This book was bought for me as a birthday gift in March and I was intrigued from the moment I was given it. As I am sure so many of us do, it was added to my book pile on my bedside table and now, half way through the summer holidays, having finished other books and the reading for my Yoga teacher training, I have found the time to give it my attention.
Although the book is entitled 'The Gift of Silence' it is really a book encouraging mindfulness. This is because, as the book recognises, the world we live in is full of noise and to hear nothing is almost impossible. As I sit writing this a car is starting its engine and driving off with the radio on and the fan on the laptop is making a humming noise.
The idea is that you find ways to cope with the noise around you by finding an inner silence and stillness, no matter what is going on, to alleviate anxiety or negative thoughts and emotions that loud situations can trigger.
This resonates for me, as being a parent of two and working with young people as a secondary Science teacher for the past 14 years, I have often found myself in very noisy situations which have made me feel anxious, with my heart rate starting to increase and a feeling of panic rising through my body. I have also seen this happen to my students. I have managed to cope with this using breathing techniques taught to me when I studied Drama, to deal with nervousness before going on stage. More recently I have adapted this to a diaphragmatic breathing technique but I am just beginning to see the benefits of meditation and mindfulness and so it interested me to see how these can help.

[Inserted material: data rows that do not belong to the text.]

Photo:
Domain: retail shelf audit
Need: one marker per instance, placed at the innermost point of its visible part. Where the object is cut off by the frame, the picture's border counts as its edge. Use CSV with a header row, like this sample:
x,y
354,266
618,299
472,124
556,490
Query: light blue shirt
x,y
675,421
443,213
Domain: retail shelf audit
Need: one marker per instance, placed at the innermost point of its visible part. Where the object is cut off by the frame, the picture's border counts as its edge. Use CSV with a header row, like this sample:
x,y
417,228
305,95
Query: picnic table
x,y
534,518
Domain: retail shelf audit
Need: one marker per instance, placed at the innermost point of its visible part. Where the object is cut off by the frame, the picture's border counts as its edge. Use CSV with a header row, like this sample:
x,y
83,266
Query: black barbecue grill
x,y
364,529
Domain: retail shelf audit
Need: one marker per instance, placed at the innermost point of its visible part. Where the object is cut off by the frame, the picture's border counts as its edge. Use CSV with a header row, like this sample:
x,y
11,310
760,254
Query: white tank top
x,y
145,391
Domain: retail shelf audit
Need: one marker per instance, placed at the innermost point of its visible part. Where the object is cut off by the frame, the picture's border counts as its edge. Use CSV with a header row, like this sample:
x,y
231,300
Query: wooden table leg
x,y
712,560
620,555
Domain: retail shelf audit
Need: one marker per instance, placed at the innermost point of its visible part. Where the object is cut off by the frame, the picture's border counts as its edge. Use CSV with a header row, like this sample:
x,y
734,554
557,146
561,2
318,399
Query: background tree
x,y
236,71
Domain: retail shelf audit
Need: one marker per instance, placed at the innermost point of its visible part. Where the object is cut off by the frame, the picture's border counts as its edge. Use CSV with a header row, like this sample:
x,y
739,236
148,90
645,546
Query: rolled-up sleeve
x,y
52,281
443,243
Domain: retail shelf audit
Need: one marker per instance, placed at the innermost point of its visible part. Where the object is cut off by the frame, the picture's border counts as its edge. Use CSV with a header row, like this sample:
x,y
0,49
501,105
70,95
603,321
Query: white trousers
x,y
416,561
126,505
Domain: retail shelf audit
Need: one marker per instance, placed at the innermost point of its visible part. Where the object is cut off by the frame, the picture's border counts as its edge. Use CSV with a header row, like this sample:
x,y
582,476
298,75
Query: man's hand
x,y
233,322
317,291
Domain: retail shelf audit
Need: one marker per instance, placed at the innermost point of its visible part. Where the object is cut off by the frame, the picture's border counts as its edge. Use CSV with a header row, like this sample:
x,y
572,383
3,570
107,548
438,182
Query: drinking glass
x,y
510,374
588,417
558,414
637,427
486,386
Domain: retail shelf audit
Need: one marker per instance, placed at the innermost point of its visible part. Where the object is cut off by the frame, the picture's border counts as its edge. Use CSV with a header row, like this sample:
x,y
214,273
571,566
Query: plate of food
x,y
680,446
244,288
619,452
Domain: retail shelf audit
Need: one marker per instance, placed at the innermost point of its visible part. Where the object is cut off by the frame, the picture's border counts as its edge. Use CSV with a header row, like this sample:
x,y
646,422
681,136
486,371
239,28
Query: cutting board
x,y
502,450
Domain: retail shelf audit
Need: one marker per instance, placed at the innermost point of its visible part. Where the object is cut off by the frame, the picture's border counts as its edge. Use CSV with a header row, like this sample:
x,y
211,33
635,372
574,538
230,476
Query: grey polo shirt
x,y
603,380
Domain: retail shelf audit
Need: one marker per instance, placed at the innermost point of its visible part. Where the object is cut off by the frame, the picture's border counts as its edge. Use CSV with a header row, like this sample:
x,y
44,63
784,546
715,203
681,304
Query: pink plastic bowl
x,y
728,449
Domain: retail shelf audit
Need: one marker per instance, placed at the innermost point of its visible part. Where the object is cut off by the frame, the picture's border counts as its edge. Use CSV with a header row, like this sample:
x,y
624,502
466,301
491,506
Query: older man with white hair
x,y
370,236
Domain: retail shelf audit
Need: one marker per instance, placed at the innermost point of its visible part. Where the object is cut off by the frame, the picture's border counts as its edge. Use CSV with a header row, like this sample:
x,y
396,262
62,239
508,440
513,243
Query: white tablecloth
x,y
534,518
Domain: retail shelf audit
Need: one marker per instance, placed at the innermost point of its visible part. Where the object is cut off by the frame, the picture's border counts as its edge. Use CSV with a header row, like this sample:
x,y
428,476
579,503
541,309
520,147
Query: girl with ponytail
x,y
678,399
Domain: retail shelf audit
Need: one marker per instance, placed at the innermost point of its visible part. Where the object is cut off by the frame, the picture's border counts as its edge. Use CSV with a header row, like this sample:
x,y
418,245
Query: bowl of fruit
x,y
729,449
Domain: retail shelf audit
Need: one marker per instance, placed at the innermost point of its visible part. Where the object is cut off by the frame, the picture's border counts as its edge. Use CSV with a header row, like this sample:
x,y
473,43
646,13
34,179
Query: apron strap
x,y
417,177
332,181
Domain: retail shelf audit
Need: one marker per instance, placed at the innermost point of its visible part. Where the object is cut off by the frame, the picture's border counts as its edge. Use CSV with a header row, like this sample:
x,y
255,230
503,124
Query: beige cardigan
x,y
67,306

The book is broken down into three parts and in the first part the author discusses her background in hypnotherapy and as a singing teacher and gives examples of how she has observed and questioned people who seem unflappable in different or unkind situations and how they coped with it. She invites you to use the examples you are drawn to in the book to imitate, model and explore, joining the adventure of finding new ways to see the world.
In Western society an emptiness is often felt inside people due to short lived joy from instant rewards, rushing from one idea to another and giving up too easily. A nagging sense of restlessness is discussed which causes us to reach for our phones and do something. We can’t simply enjoy the moment. Kankyo suggests the answer to this emptiness is meditation. We must learn to be on our own with ‘nothing to do’ to find our true self. The key to not giving up on this is:
“Repeat, Repeat, Repeat: Sounds Stupid but Secures Success
Repeat, Repeat, Repeat: Sounds Stupid but Secures Success
Repeat, Repeat, Repeat: Sounds Stupid but Secures Success”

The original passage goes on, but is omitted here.